In this study, we have characterized the poplar NF-YB gene family and confirmed the function of the PtNF-YB1 regulate flowering timing. At the same time, we found that the function of PtNF-YB1 to improve early flowering can overcome species barriers. Therefore, PtNF-YB1 can be used as a potential candidate gene to improve early flowering by genetic transformation in poplar and other crops.

Background

Compared with annual herbaceous plants, woody perennials plants need longer juvenile phase to enter the flowering stage, and many traits can only be expressed in adulthood, which will seriously affect the breeding efficiency of woody plants. In poplar, for example, the juvenile phase generally lasts from 7 to 10 years, then trees begin flowering [1,2,3,4]. Before reaching the reproductive growth periods, selection efficiency is limited, since plant materials with genetic development relationships cannot be provided for breeding aiming at improving efficiency, quality and robustness.

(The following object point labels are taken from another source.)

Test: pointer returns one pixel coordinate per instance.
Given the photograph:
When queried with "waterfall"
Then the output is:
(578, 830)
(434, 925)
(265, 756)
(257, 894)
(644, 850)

Promoting early flowering of trees and shortening their juvenile phase can effectively shorten the traditional cross breeding cycle, accelerate the breeding process, and increase the breeding efficiency [5]. Therefore, the research on the mechanism of early-flower induction is not only the need to promote the development of forestry science, but also the key to understanding the molecular mechanism of sexual reproduction in plants. However, little is known about the physiological and genetic factors involving the flower induction in poplar.

The NF-Y (Nuclear Factor Y) transcription factor is a trans-acting factor that binds to the CCAAT box upstream of the promoter of a gene to regulate gene transcription and is present in almost all eukaryotic genomes, regulating the expression of many genes [6,7,8]. In mammals and plants, NF-Y is a heterotrimer composed of three subunits: NF-YA (HAP2/CBF-A), NF-YB (HAP3/CBF-B), and NF-YC (HAP5/CBF-C), which are required for the formation of NF-Y-DNA complex; while, the complex includes four subunits: HAP2, HAP3, HAP4, and HAP5 in yeast [9]. In yeast and mammals, each NF-Y subunit is encoded by a single gene; but in plants, it is encoded by multiple genes, and the number of genes encoding individual subunit is also different with species. For instance, in Arabidopsis, there are 10 genes encoding NF-YA subunits, 13 genes encoding NF-YB subunits, and 13 genes encoding NF-YC subunits. But in rice, the genes encoding each NF-Y subunit are 10, 11 and 7, respectively [10]. Relative to the detailed and extensive studies of the function of NF-Y subunits and their complexes in yeast and mammals, little is known about their biological function in plants.

Studies in recent years have shown that individual NF-Y subunits in plants are involved in many important growth processes, especially in embryogenesis [11, 12] and seed maturation [13,14,15], chloroplast synthesis [16,17,18], tissue division [19] and others processes. Simultaneously, the NF-Y subunit also plays an important role in response to stress, such as drought stress [20,21,22,23,24,25]. It is worth noting that more and more studies have found that the NF-Y subunit participates in the photoperiodic regulation of flowering induction pathways, and that different subunits function differently [26,27,28,29,30,31,32,33,34]. For example, Cai et al. found that the AtNF-YB2 promotes the flowering process by increasing expression of the flowering key genes FLOWERING LOCUS T (FT) and SUPPRESSOR OF OVER EXPRESSION OF CONSTANS1 (SOC1) [27]. Concurrently, AtNF-YB2 and AtNF-YB3 can interact with At-NF-YC3, 4, 9, which play important roles in the control of flowering time via the photoperiod pathway [33]. In addition, Hackenberg et al. demonstrated that AtNF-YC1 and AtNF-YC2 over-expression induce early flowering, and the transcript levels of FT genes in plants were significantly increased [30]. Interestingly, the regulation of flowering time by NF-Y in rice is exactly the opposite of Arabidopsis. Transcription factor NF-YB11 negatively regulates the flowering time by down-regulating the expression of flowering-related genes [35,36,37]. This also shows that the regulation mechanism of NF-Y in flowering time varies in different species.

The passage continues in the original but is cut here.